Copywriting projects usually fall into one of two broad categories: short form and long form.
- Product catalog entries – the descriptions in the junk mail booklets from department stores or electronics stores, or in the weekly grocery store sales booklets. These are usually just a paragraph or two describing the product and its features. The key is to make its best features stand out while still providing enough general information on the product overall.
- Magazine Ad Copy – Companies advertise in magazines, newspapers, and trade journals all the time. You might think of the multi-million dollar ads for a famous perfume line in Cosmopolitan, but did you know that almost every county has its own paper? Everything from accounting to zoology has trade journals. Most regions have a local magazine, as well! If you research your local advertising venues, you can pitch relevant local businesses on posting an advertisement, for which you will write the ad copy. They’re not professional copywriters, and the small investment in your service can pay for itself many times over with an effective ad.
- Banner and Box Ads Online – Most of these are specific to one of a few services that process banner and box ads online, but many of the bigger websites take sales directly. If you research which websites or companies offer the best terms, you can pitch companies directly to write their ad copy. You’ll want to read a book to refamiliarize yourself with the terminology, such as PPC (pay-per-click), so that you can tell which opportunities are truly the best. Getting a client to pay $10 for 1,000 impressions is nearly a waste of their money, but getting them to pay $10 for 1,000 clicks or signups is a much better deal, for example.
- Company fliers – For small local businesses, this is a superb value, but they may not have ever thought of it. You write the content, taking up most of a page but leaving room for graphics, headlines, logos, and company information. This could be technical, it could promote a sale, or it could be something wildly creative that seems unrelated to the client until you connect the dots at the end. Then you hire someone at Fiverr to lay it out into a visually-appealing one-page flier and the client will then have it printed and distributed to people’s doors, businesses, or windshields.

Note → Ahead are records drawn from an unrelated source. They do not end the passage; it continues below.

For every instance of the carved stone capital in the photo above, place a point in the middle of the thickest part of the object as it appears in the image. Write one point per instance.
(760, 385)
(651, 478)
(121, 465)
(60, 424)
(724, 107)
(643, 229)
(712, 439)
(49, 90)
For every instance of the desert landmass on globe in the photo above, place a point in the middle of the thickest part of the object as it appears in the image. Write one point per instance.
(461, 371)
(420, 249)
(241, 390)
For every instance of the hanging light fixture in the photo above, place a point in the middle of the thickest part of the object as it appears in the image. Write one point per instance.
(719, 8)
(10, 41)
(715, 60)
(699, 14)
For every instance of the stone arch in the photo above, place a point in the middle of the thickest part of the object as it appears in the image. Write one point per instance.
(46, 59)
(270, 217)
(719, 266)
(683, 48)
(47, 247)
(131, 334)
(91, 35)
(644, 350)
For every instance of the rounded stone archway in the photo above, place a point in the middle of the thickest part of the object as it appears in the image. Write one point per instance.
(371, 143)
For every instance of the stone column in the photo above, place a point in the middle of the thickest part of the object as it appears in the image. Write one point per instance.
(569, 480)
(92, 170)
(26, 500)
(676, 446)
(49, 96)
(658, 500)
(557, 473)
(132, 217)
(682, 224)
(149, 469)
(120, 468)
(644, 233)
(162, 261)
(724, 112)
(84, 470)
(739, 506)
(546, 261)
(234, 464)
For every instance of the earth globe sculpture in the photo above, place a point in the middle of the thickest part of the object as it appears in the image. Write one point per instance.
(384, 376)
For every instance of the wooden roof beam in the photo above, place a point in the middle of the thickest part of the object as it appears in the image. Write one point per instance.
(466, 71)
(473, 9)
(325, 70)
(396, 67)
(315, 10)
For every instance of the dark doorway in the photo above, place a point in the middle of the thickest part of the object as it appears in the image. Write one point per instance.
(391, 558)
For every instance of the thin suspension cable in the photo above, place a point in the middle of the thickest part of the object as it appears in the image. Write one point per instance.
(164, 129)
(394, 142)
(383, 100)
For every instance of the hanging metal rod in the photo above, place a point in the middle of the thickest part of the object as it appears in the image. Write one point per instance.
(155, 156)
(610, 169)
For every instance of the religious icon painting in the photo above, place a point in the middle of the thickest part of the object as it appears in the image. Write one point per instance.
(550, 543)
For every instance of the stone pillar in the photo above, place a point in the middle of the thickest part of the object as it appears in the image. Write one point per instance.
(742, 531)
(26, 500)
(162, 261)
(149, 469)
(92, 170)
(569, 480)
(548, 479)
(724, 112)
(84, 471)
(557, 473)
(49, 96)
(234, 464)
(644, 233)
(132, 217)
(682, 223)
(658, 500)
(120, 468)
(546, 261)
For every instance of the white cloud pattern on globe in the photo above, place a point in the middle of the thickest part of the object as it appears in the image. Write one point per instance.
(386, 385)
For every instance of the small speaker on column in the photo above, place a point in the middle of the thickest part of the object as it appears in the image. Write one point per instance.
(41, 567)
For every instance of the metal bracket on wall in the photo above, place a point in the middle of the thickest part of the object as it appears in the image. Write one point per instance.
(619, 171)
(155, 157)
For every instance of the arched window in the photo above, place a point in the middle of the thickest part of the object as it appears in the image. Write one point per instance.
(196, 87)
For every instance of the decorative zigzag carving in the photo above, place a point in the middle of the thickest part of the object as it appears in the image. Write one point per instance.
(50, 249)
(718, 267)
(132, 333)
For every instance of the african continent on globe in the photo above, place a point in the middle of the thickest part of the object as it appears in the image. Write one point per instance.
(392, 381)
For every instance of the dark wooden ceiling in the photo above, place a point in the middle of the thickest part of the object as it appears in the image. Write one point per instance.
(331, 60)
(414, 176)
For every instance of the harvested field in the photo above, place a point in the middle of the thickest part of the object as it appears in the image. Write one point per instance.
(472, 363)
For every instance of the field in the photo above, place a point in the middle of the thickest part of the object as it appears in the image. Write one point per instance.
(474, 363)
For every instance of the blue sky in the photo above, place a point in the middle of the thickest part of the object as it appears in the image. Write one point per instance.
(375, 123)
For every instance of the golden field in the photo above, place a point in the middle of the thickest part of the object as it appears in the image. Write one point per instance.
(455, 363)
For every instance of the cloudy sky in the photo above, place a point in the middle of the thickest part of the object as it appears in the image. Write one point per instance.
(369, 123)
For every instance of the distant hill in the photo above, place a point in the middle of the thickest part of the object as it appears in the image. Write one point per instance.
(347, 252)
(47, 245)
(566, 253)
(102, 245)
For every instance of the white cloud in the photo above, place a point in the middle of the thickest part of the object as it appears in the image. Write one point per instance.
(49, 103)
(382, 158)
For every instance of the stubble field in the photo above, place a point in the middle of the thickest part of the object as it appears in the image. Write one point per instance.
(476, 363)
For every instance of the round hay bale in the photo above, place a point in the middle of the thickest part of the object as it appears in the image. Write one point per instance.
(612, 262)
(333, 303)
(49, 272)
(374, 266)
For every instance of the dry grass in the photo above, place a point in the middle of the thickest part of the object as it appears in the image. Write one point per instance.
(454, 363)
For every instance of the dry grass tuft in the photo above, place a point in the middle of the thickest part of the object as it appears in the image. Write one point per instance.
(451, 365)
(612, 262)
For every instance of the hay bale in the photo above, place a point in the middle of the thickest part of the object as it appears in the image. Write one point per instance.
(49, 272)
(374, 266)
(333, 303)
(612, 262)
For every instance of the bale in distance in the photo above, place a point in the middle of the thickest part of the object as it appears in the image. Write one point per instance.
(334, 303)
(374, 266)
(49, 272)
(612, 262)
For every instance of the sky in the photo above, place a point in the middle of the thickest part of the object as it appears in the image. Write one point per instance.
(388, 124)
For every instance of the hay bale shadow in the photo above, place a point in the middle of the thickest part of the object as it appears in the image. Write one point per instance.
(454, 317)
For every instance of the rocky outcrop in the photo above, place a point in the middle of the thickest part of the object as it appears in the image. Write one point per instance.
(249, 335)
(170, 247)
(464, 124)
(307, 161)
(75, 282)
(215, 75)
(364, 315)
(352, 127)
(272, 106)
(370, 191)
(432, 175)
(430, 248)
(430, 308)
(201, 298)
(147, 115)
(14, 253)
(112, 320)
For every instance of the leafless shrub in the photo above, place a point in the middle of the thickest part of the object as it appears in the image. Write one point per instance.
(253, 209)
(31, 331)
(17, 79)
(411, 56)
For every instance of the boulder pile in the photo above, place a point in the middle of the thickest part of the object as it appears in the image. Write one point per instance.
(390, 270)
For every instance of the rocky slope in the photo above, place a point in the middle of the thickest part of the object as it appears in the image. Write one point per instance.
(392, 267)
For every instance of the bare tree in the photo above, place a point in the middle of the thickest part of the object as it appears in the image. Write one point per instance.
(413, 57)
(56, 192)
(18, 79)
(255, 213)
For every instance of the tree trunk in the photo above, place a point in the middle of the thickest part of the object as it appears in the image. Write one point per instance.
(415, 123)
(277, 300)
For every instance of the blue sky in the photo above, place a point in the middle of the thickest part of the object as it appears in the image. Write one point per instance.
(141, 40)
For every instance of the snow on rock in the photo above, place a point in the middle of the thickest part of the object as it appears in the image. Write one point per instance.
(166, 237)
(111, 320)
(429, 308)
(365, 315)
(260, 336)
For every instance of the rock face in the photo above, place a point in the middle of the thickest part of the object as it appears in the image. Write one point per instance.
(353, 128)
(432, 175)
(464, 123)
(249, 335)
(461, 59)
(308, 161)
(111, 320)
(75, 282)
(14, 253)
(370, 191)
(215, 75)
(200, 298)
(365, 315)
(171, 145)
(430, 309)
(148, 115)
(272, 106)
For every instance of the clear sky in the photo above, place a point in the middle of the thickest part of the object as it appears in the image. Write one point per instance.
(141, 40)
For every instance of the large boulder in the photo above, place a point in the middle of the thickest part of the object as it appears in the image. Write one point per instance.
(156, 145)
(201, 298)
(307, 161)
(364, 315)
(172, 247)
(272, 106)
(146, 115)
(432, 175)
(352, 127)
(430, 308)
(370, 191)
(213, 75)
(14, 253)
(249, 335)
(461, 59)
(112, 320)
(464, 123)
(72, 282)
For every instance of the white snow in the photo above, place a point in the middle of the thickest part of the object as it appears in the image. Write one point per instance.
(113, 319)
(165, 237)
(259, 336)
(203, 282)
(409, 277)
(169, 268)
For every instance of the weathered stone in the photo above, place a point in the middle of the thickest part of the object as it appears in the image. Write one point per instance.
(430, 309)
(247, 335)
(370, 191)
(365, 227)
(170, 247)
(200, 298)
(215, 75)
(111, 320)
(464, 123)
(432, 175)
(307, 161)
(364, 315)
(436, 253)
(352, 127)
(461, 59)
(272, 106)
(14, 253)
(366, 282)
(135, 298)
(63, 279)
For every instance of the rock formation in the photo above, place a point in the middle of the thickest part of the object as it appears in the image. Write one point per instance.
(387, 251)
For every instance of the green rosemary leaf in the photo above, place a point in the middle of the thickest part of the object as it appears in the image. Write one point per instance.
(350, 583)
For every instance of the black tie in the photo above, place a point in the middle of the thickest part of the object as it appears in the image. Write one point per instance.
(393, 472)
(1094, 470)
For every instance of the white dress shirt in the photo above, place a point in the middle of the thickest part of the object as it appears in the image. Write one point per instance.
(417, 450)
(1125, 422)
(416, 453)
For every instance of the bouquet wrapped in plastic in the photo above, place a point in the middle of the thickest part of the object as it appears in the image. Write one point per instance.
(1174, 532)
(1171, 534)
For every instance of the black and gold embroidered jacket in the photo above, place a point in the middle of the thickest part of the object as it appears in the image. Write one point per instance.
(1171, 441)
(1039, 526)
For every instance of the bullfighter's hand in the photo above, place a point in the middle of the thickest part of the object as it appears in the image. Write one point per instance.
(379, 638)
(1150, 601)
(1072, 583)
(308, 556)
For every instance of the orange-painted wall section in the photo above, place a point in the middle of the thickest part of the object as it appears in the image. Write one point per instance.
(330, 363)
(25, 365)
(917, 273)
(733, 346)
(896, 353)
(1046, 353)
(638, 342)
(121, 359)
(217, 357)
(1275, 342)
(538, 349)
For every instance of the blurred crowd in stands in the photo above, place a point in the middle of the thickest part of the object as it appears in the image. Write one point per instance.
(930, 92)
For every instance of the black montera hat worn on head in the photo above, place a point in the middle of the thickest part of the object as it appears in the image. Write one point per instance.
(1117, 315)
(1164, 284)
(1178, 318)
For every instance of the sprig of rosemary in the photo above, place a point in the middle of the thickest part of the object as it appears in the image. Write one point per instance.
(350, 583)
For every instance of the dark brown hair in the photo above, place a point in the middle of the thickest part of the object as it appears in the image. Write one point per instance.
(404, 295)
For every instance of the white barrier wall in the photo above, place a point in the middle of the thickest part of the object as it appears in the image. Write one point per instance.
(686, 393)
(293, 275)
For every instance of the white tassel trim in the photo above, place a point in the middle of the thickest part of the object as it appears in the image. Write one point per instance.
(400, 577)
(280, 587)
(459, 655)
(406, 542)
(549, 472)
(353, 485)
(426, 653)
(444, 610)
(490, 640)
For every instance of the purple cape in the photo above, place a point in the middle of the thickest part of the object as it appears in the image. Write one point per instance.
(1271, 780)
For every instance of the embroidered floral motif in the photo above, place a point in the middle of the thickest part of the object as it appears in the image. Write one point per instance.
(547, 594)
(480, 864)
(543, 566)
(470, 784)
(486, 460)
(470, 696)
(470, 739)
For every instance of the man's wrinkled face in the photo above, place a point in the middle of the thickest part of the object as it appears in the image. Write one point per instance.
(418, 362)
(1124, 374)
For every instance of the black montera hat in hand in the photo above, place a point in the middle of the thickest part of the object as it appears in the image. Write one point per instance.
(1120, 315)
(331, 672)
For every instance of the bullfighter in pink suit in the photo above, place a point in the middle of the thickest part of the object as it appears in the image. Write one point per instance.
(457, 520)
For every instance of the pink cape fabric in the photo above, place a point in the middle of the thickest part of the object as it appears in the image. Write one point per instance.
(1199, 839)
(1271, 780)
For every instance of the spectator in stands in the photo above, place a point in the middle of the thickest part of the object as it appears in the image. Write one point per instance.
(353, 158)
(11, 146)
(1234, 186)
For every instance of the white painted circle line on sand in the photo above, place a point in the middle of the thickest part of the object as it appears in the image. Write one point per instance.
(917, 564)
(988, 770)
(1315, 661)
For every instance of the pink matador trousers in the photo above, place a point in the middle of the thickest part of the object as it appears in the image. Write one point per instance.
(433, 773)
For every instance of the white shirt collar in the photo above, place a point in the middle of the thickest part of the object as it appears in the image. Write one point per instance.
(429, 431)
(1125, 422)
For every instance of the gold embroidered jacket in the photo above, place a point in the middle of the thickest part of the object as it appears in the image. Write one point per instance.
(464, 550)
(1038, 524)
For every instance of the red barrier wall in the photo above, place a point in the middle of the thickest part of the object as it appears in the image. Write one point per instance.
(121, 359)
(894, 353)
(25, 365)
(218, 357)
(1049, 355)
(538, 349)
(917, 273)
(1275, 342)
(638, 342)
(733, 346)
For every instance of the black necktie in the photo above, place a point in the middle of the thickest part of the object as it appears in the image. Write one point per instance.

- Sales Brochures – You’ll basically use the company’s website for content (which you’ll rewrite) to fill a small brochure. Typically, these are included in packages when the business ships a purchase to their customers. The content covers the business, the market, and a wide range of their products.
- Product Descriptions – Many small companies do a lot of their sales online through the Amazon marketplace. Someone has to write the content for these advertisement pages, and it might as well be you! Being online, they end with a call to action, but the sales copy has to lead the reader inevitably toward the decision to click the “add to cart” button. There are a lot of really bad Amazon sales pages out there. It’s usually simple to contact them via email and just ask how well their page converts (how many people buy after seeing the page), and suggest that you can rewrite their copy to increase sales conversions.
- Product Web Pages – You’ve clicked the link in an exciting email offer before, I’m sure. These often take people to a long web page that includes an argument about how terrible some problem is, details the features of the ideal solution, describes their product as solving these problems with the best possible features, continues into a segment with customer testimonials, and then finishes with the offer itself (usually at a huge discount) and then has a P.S. section that talks about what great freebies customers get if they order in the next ten hours. Right? Those are long-form sales pages, and if you can write those in such a way that customers make money, you can sell that talent all day long.
- Email Sales (SPAM) – Remember in the last segment when you clicked the email link that took you to the long-form sales page? That email is written by a copywriter. If you save the ones you found compelling, you can analyze what features those emails share. A tone? A design? Short or long paragraphs? Every detail matters, but if you familiarize yourself with what works, you can then sell your services to write email content for your customer’s sales funnels.
There are certainly other types of copywriting. The more creative you get, the better! The best way of getting familiar with these types of copywriting is to read books specific to that channel. Books on email sales letters. Books on Amazon product sales. And so on. The next best is to examine whatever it was that has motivated you to make purchases before. Did you buy something from an Amazon sales page? At what point did you decide to buy, and why? Then copy (and eventually improve on) whatever formula got you to buy.
In the next segment, we’ll evaluate the common features of copywriting content–the tools of the trade that get people to buy. Because if you can write in a way that makes money for your client, they’ll keep giving you money to do it.